Avant Internet et la dématérialisation de la musique, le secteur des disques pour les tout-petits était assez riche. Maintenant, les parents écoutent de la musique sur les plateformes de streaming et ce secteur est devenu une toute petite niche. «Dans les années 90, un album comme ceux d’Henri Dès par exemple, pouvait se vendre entre 20 000 et 100 000 exemplaires», se souvient Philippe Bouteloup. «Aujourd’hui, une très bonne vente se situe plutôt aux alentours de 3 000 ou 4 000 exemplaires.» Certains labels sont spécialisés dans la musique pour les jeunes enfants, à l’image d’Enfance et Musique qui propose des disques de comptines et de chansons. De nouveaux projets voient le jour également en tentant de se démarquer. Comme The Lullabeats avec des reprises en version berceuses de classiques pop, R’n’B, rap ou reggae empruntés à Rihanna, Gorillaz, Bob Marley ou 2Pac. «Ces adaptations sont super originales», témoigne Clémence Gali. «Mes enfants adorent et je peux chanter avec eux.» Philippe Bouteloup est plus dubitatif : «Cela les infantilise et les réduit à leur condition de bébés. Autant leur faire écouter les originaux. Ils y découvriront la complexité de la musique, les couleurs, les timbres, les harmonies, les voix.» En plus des classiques boîtes à musique, des objets d’aujourd’hui sont aussi imaginés pour les petits : enceintes connectées en textile en forme de nuage, coussins musicaux, etc. Notamment par la marque française Mellipou.

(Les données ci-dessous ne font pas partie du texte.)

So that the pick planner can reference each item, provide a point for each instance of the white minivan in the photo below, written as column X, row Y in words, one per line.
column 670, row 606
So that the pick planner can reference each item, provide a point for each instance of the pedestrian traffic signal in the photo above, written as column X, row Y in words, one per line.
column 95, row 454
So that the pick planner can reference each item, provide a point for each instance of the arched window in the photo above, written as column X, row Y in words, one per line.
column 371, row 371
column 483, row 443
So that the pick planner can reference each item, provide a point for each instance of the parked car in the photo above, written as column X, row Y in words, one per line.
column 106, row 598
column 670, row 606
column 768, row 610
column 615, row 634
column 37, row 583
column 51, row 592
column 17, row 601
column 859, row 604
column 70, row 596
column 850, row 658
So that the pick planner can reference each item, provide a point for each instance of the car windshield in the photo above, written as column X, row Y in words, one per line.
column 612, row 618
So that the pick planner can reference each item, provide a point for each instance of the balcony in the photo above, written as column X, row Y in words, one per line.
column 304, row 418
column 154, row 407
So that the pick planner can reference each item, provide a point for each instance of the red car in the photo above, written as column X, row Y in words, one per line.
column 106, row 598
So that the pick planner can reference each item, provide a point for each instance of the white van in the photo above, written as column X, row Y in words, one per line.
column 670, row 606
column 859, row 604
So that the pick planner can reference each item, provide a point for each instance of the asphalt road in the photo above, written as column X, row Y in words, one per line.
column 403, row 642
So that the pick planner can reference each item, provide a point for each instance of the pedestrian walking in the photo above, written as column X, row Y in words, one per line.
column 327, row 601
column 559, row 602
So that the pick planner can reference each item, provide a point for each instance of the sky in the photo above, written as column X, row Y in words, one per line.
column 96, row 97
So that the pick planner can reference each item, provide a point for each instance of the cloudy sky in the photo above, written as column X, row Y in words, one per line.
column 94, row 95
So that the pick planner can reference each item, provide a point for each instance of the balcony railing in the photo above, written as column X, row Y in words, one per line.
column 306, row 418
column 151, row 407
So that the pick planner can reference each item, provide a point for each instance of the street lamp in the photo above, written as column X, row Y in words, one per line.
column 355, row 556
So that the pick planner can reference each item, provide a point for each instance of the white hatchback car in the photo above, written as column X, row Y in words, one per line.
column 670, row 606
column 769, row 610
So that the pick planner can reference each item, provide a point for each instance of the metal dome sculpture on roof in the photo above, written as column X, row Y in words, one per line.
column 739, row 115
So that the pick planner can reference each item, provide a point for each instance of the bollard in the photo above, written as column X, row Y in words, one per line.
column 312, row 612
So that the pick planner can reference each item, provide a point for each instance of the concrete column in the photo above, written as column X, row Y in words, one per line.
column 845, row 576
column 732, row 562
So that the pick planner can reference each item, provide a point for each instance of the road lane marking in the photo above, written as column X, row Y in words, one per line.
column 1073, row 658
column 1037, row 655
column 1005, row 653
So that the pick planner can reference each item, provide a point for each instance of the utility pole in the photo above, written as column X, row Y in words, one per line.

Les disques en berne, les concerts en plein essor

A l’inverse du disque, plutôt moribond, le secteur du concert pour les bébés se développe. Beaucoup de musiciens indépendants proposent des mini-concerts pour les plus jeunes, même si les jauges réduites compliquent la rentabilité de cette économie. «Il y a une grande qualité dans les spectacles présentés», apprécie Sophie Marinopoulos. «Avec une esthétique, de la poésie et une sensibilité à des questions de notre époque comme l’environnement. Chaque année, le festival Au Bonheur des Mômes au Grand-Bornand donne un bel aperçu des nouveaux spectacles proposés.»

Certains ensembles classiques se lancent aussi dans des concerts pour les bébés. Cette tendance est suivie par des orchestres de plusieurs opéras (Tours, Rouen, Lorraine, Amiens, etc.). En 2016, l’Orchestre Lamoureux était le premier à s’aventurer sur ce créneau. Marie de Lombardon était à ce moment-là la responsable du développement de l’ensemble : «Nous avons ramené cette idée du Japon où l’Orchestre Lamoureux était en tournée. Cela a été un succès immédiat avec à chaque fois entre cinquante et cent bébés présents. Et il faut savoir les accueillir car c’est un public qui n’a pas les codes de bonne conduite d’un concert de musique classique !» Après la Salle Gaveau et le Théâtre des Champs-Élysées à Paris, l’orchestre propose maintenant ses Bébé Concerts au Théâtre de l’Atelier et à La Seine Musicale. «Il y a une gourmandise des bébés face à la musique», se réjouit Sophie Marinopoulos. «Devant un concert, s’ils s’ennuient, ils bougent, se promènent, pleurent. Les bébés sont un public difficile et exigeant.»